Do you remember when you were young and your Mother took you on grocery shopping excursions? She looked for and chose those products with which she was familiar and purchased those she felt offered the taste and nutrition she was looking for. Products such as Kraft macaroni and cheese, Maxwell House Coffee, Heinz Ketchup, Kellogg’s Corn Flakes, and Jell-o gelatin were staples on her shopping list.  Today this is still partly true but to a lesser extent because times have changed and competition is much stronger and more sophisticated. 

Impacting Factors

Some contributing factors that have impacted brands today are:

  • private labeling
  • offering store brands at a discounted price
  • creating a difference from its competitors only to see these competitors develop similar claims until any differentiation has all but disappeared
  • outlets commanding optimum positions for their own products such as placing them at eye level and using end aisle displays
  • companies competing with themselves, producing the same product under different names and labels
  • the producing company’s philosophy and attitude, e.g., going “green”
  • a company supporting worthy causes on a regular basis.

Unique uses of Branding

One unique use of branding is the use of the brand on a product offered by a brand name store, for example, Paloma Picasso and Else Peretti jewelry designs and collections, many of which are sold through Tiffany & Company. In this case, each brand achieves a high degree of visibility and the product and the store work off each other.

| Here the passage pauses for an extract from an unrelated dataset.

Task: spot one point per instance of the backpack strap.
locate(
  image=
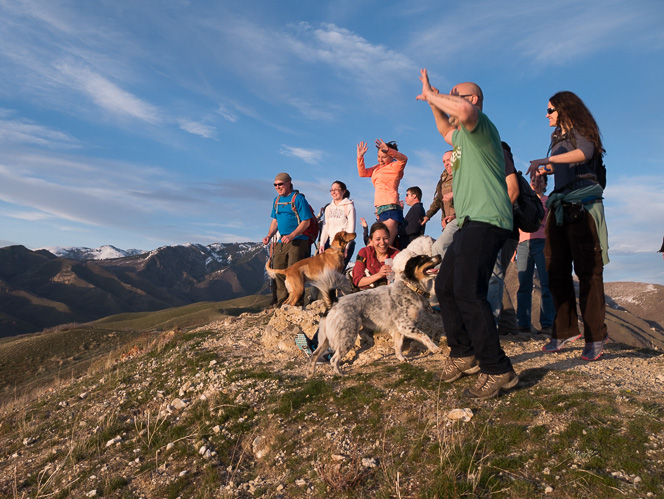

Two popular promotional programs are:

  • offering cross products such as two items that complement each other, either from the same company or from competing companies, e.g. peanut butter and jelly (Skippy and Smucker’s) help increase the sales for both items.
  • the use of self-liquidating premiums. This is a product or premium that the buyer can obtain for a small fee that covers the cost of the premium. Many companies offer their items for premium use under certain terms. It is best to check with the individual manufacturer.